Q: How long have you been a Chef? Where did you start and how did you get to where you are now?
A: I have been a Chef for about 11 years. I started out in culinary back in 2007 as I entered culinary school right out of the Navy. I worked a few jobs up in Virginia before moving back to Florida in 2009. I then started Baking & Pastry School at Keiser University here in Tallahassee. After finishing Baking & Pastry school, I worked quite a few wonderful jobs as Assistant Pastry Chef, Head Baker or Pastry Chef. I’ve been all over the place from Jupiter Island Club in Hobe Sound, Florida to Denali Princess Lodge in Alaska, Grandfather Country Club in North Carolina, Westchester Country Club in Rye, NY and Devon Yacht Club in the Hamptons.

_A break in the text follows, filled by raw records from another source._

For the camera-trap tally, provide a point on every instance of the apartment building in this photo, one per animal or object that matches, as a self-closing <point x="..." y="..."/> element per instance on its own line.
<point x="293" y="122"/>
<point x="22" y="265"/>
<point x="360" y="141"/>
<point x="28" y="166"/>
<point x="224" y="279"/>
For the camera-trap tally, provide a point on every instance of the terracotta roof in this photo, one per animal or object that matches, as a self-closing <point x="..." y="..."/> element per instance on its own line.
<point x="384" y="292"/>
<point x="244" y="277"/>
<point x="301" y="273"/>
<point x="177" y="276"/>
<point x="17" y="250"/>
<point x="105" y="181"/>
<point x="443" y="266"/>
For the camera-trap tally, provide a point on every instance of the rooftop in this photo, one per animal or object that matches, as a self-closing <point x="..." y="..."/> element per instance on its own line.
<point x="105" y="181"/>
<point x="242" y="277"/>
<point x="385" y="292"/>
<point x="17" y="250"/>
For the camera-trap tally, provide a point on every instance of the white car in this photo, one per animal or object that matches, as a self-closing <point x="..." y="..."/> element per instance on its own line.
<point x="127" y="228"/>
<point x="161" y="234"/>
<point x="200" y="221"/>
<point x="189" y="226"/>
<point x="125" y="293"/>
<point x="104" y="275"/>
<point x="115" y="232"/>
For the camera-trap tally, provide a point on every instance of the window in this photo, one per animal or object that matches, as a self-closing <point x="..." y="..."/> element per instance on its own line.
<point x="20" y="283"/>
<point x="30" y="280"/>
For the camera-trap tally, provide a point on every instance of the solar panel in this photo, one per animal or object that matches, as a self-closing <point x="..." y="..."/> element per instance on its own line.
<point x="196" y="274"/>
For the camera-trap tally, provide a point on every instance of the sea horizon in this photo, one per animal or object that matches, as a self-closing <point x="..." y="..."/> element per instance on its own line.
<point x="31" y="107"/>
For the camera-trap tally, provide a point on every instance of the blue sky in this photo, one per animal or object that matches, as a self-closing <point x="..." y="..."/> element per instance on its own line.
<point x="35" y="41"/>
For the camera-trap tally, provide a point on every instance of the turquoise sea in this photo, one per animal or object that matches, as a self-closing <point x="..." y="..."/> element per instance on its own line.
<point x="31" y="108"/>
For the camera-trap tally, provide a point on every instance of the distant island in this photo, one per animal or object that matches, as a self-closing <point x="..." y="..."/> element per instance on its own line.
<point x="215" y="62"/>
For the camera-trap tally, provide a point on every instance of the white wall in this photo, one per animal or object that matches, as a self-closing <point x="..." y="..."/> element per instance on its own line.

After I stopped traveling to work, I moved back home to Quincy, FL. 

 

Q: How long have you been working at the Tucker Center?
A: I started here in the fall of 2016. 

 

Q: What is your favorite thing about working at the Tucker Center?

A: The atmosphere during basketball games. Great place to be. I also love working with the Men’s and Women’s basketball teams.

 

Q: Give us some examples of what you offer at the Spotlight Grille? 
A: We have a full bar. We have food stations where we serve wings with a variety of house made sauces, we have loaded foot long hotdogs, burgers and hot plate options. We also have a salad bar, vegetarian and gluten-free options. 

 

Q: What do you consider your specialty/ favorite thing to make?
A: Bread. I love making bread. My doughnuts are also great.

 

Q: The Spotlight Grille is open before and during many events, what kind of experience can we expect dining here?
A: We have the best view in the building. Our restaurant has about 10 televisions, great food, great bartenders, great cooks and you get to see and get to know us on a personal level. Once you come to Spotlight Grille, you will become a lifelong family member.